Je n’aimerais pas faire le boulot de CRS à Nuit Debout. Toujours obligés de détruire ce qui a été construit, chaque jour, et de le voir reconstruit le lendemain. Au petit matin de ce samedi 16 avril (47 mars en calendrier Nuit Debout), nous scandions joyeusement « Ils ont tout détruit, dans une heure on reconstruit ! », tandis que la petite compagnie de CRS, une quarantaine tout au plus, démolissait piteusement le joli pavillon construit sur la place de la République par l’école des Beaux-Arts. Et pourtant, ils semblaient fatigués, ces CRS. Fatigués de devoir encore revenir demain, refaire la même chose, toujours détruire. Quelle vie est-ce là ? Je suis sûr qu’eux aussi aimeraient bien construire quelque chose pour une fois, croire en quelque chose de nouveau.

 

On scande parfois aussi « Police nationale, milice du capital ». Et cette situation montre à quel point c’est vrai : détruire pour reconstruire, c’est LA croissance capitaliste. Sauf que dans ce cas, la reconstruction est gratuite et ne génère pas de valeur financière. Elle échappe totalement à leur contrôle, à leur compréhension. Je me demande s’ils y pensent, sous leur casque et leur bouclier, quand ils reçoivent des bouteilles de verre à la tronche. La plupart doivent surtout avoir hâte de rentrer chez eux. Encore un point sur lequel nous différons.

 

Cette nuit du 46 au 47 mars, nous avons donc dormi sur la place à nouveau, toute la nuit, pour la première fois depuis plusieurs jours. Ça n’a pas été sans difficulté.

 

La nuit avait bien commencé. Ambiance festive et extrêmement nombreuse, kebabs qui rôtissent, bières qui passent de main en main, gros son de Salut C’est Cool, des gens slament, dansent, chantent, discutent politique, discutent tout et rien. Le Paris tant porté aux nues après les attentats du 13 novembre, en somme.

 

Bien sûr, tout le monde n’est pas là pour Nuit Debout, loin s’en faut. Nuit Debout est un peu une Fête de l’Huma plus longue et plus réduite. Des gens viennent y faire la fête, totalement étrangers au communisme et à la solidarité. Mais quand ils regardent autour d’eux, ils voient de la solidarité. Quand ils se parlent, ils parlent à des gens engagés, qui croient en quelque chose de neuf. Ce n’est pas une simple beuverie comme une autre. C’est une curiosité. Et la curiosité est la qualité la plus radicale et la plus nécessaire de l’être humain.

 

Les concerts cessent. Les discussions non. On sait bien que malgré le nombre, les « forces de l’ordre, de la discipline et d’aucune tête qui dépasse » ne vont pas tarder à venir mettre un terme à ce Paris festif, parce que quand même, rentrez chez vous, braves gens, dormez, il est 2h et tout va pour le mieux dans le meilleur des mondes possibles.

 

Un légaliste dirait : « oui mais le rassemblement a été déposé donc autorisé jusqu’à minuit, donc c’est normal qu’ils viennent vous déloger. » Oui, c’est normal pour un légaliste.

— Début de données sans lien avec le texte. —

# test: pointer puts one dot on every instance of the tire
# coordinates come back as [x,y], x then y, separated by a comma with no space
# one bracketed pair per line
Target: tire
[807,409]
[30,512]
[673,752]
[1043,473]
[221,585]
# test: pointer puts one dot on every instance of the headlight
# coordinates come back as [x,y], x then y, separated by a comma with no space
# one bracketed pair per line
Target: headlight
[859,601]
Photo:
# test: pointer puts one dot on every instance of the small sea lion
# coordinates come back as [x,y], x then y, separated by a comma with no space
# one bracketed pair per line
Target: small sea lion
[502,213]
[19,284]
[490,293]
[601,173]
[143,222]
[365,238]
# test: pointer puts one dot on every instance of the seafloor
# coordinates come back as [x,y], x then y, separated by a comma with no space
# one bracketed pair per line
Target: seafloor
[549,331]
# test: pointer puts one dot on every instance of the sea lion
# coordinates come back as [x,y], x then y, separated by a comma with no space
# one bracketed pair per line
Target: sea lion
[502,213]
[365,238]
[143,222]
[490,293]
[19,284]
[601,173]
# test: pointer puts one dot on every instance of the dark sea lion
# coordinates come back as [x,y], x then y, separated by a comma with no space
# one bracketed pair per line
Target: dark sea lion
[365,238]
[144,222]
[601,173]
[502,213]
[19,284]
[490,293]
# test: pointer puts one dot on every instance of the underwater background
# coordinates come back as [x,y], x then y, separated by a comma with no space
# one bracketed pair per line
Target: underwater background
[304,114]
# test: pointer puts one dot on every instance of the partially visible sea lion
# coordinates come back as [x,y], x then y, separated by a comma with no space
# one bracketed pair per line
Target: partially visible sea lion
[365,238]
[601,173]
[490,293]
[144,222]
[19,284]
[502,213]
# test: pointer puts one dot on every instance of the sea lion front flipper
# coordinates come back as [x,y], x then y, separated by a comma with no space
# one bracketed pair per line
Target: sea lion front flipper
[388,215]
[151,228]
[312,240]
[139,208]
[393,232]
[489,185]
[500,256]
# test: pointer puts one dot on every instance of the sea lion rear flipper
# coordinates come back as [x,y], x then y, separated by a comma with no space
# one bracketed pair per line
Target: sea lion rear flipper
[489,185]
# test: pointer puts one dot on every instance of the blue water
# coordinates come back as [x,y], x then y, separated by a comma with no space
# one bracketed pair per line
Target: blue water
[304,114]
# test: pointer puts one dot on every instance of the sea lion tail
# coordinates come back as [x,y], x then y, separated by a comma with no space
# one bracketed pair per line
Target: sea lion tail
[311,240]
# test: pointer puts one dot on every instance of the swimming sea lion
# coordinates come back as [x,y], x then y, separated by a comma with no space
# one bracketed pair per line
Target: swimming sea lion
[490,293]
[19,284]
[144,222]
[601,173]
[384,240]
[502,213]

Mais qui peut se permettre d’être légaliste si ce n’est ceux qui bénéficient du statu quo ? Je le dis d’autant mieux qu’en tant que juriste je fus brièvement légaliste pendant mes études. Puis j’ai découvert la réalité du monde du travail, du rapport de forces et de la lutte de classes.

 

À deux heures, donc, les cognes arrivent. Grenades assourdissantes et lacrymogènes. Nous sommes repliés dans le campement que nous avons installé au centre de l’esplanade. D’ici, nous ne voyons pas ce qui se passe là-bas, où les heurts ont commencé. Mais nous le savons très bien. La police profite de quelques excités pour encercler la place. Classic shit.

 

La fête et l’agitation génèrent la curiosité, je viens de le dire, suivez un peu. Elle génère donc forcément la curiosité de tout type de gens, y compris des moins fréquentables. De plus, la psychologie d’une foule se résume en général au comportement de ses éléments les plus instables. Un tel évènement a nécessairement attiré tout type de personnes, y compris certains qui profitent de l’effet de foule pour en découdre et laisser libre cours à leur violence refoulée. Faut-il les réprimer ? Il faut probablement les contenir. En général, ils n’en ont pas après les personnes, plutôt après les biens. Mais bizarrement, détruire les biens éphémères de campeurs utopistes ne pose pas de problème aux flics, mais détruire quelques vitrines ou quelques voitures, là c’est grave !

 

Donc, lacrymos. Beaucoup de lacrymos. Beaucoup, beaucoup, beaucoup de lacrymos. Pendant une demi-heure, trois à quatre grenades lancées par minute sur la place. Heureusement, Zéphyr semble être des nôtres, et il disperse assez largement les gaz. La police semble adopter une tactique de « tonneau des Danaïdes » en matière d’assaut ces temps-ci. Inonder une scène d’opération de cartouches, comme à Saint-Denis le 18 novembre, ou à Répu cette nuit, en espérant… en espérant quoi au juste ? Faire peur ?

 

Ça marche, un peu. 2h30, la place s’est largement vidée. Ne restent plus que le pavillon en carton des Beaux-Arts d’un côté, notre campement en bâches Nuit Debout « canal officiel » de l’autre, et au milieu, une centaine de combattants d’une cause un peu nébuleuse, voire éthylique, qui n’existe probablement que dans leur tête. Nous sommes un peu tendus. Pas trop. Des cordons de CRS approchent lentement de tous côtés.

 

Et là, les gens restants se réfugient autour de notre campement, ou à « l’intérieur ». Des jeunes pour la plupart. Et ils demandent si on a de la bière. Ou des joints. Ou des clopes. Est-ce le moment ? Il semble que ça soit le moment, pour eux. Comme disait Brassens, moi qui balance entre deux âges, j’aimerais que les têtes chenues comprennent ça : quand la jeunesse ne pense qu’à fumer un joint ou se soûler alors que des cordons de CRS sont à 50 mètres en train d’avancer pour la déloger et si possible la piétiner et la foutre en garde à vue, c’est que vous, les têtes chenues, vous avez sévèrement merdé. Collectivement merdé. Réfléchissez à pourquoi la jeunesse d’aujourd’hui a tant besoin de se soûler, de s’évader, de conduites addictives, et aussi de mouvements alternatifs comme les Zad ou Nuit Debout. « There is no alternative », hein ? Eh bien la jeunesse en trouvera une, et crèvera plutôt que de vous avouer le contraire.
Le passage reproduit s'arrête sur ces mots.